ISM says non-manufacturing activity has picked up

Economic conditions force Treasuries lower (Part 7 of 14)

(Continued from Part 6)

Services PMI

The Institute for Supply Management (or ISM) publishes Purchasing Managers’ Index (or PMI) reports for manufacturing and non-manufacturing sectors. Last week, ISM published its monthly Non-Manufacturing ISM Report on Business. The Non-Manufacturing Index (or NMI) is a composite index based on the following fours indices, which have equal weights of 25% each:

  • business activity (seasonally adjusted)
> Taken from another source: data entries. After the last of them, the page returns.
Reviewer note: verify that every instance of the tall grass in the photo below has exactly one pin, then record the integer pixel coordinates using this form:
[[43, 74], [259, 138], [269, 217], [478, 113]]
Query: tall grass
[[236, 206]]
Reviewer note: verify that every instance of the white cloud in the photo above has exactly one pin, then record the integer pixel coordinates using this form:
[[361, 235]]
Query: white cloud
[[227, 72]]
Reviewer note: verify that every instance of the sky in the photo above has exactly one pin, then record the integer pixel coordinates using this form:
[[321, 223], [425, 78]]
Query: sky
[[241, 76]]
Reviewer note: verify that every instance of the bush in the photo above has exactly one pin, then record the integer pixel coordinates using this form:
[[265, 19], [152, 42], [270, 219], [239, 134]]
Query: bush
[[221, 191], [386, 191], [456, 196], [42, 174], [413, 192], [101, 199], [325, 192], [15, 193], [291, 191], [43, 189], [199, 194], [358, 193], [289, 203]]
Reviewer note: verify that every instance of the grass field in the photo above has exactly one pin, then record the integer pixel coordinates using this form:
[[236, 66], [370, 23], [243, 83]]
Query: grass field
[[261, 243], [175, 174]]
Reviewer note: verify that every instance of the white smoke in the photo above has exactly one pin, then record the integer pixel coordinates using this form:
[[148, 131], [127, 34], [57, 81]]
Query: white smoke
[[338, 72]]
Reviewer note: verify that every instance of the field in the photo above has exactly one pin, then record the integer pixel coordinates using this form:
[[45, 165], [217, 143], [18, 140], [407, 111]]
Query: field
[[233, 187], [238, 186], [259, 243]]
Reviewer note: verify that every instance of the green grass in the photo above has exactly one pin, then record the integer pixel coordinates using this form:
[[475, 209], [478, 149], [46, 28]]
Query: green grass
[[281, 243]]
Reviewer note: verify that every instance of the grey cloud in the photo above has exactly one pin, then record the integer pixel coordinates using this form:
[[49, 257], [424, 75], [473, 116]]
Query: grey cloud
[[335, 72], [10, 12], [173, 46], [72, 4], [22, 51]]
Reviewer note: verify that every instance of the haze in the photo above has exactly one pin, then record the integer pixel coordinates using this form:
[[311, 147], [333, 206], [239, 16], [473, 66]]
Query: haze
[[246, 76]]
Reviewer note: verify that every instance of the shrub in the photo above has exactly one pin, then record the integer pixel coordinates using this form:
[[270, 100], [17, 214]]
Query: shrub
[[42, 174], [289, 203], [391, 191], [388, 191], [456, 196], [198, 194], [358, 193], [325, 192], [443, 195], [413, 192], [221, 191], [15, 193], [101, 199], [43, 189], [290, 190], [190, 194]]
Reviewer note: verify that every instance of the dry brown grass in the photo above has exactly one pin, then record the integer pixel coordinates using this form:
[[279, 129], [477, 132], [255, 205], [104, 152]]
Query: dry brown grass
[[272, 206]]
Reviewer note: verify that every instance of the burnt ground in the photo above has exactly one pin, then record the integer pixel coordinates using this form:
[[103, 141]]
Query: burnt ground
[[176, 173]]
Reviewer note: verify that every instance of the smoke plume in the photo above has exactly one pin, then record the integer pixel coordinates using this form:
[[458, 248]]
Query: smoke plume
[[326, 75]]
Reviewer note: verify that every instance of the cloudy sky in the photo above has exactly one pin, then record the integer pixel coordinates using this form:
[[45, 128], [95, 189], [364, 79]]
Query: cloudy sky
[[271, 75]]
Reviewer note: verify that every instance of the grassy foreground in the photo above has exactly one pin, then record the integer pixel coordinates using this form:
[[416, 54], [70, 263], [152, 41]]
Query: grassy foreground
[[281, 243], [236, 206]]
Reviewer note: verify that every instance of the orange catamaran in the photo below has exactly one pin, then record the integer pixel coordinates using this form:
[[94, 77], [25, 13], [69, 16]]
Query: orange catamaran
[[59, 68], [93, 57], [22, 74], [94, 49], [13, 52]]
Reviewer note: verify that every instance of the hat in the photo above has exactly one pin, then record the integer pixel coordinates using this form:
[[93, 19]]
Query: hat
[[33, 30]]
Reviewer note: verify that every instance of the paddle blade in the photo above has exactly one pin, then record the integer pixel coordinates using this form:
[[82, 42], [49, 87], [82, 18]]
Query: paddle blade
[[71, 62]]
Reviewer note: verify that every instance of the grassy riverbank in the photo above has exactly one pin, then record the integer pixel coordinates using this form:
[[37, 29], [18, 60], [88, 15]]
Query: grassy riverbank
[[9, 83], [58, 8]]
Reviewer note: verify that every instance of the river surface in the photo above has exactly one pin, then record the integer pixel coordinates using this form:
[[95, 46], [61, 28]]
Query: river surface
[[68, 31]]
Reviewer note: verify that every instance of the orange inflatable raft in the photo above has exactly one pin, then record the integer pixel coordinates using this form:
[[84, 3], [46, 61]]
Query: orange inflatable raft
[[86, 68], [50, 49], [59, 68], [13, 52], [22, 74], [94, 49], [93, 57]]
  • new orders (seasonally adjusted)

  • employment (seasonally adjusted)

  • supplier deliveries

The NMI for February stood at 56.9%, slightly up from a reading of 56.7% in January. A reading above 50% means a general expansion in non-manufacturing (or services) activity. A reading below 50% means a general contraction. The service sector not only reported a rise, but its pace picked up slightly. The ISM states that NMI higher than 48.7% over time indicates growth in the overall economy.

Details of the report

The Business Activity Index fell 2.1% to 59.4% in February after having risen in January. So although business activity continued to expand, it did so at a slower pace. New orders for services also fell as the New Orders Index fell 2.8% month-over-month to 56.7% in February. On the other hand, the Employment Index rose sharply by 4.8% to 56.4% in February.

Input prices continued to decrease, but the pace slowed compared to January. The Prices Index rose 4.2% to 49.7% in February. Although the pace picked up, the reading was below 50%, thus signaling a contraction.

Fourteen industries reported growth in February, while four reported a contraction. The growing industries included Accommodation & Food Services and Wholesale trade. Mining and Construction reported a contraction.

Improvement in service sector industries can be attributed to positive consumer sentiment. This can benefit companies such as Procter & Gamble (PG), Mondelez International (MDLZ), and The Coca-Cola Company (KO).

Improving services PMI would also benefit ETFs such as the Consumer Discretionary Select Sector SPDR Fund (XLY), whose investments include restaurant chains such as Yum! Brands (YUM).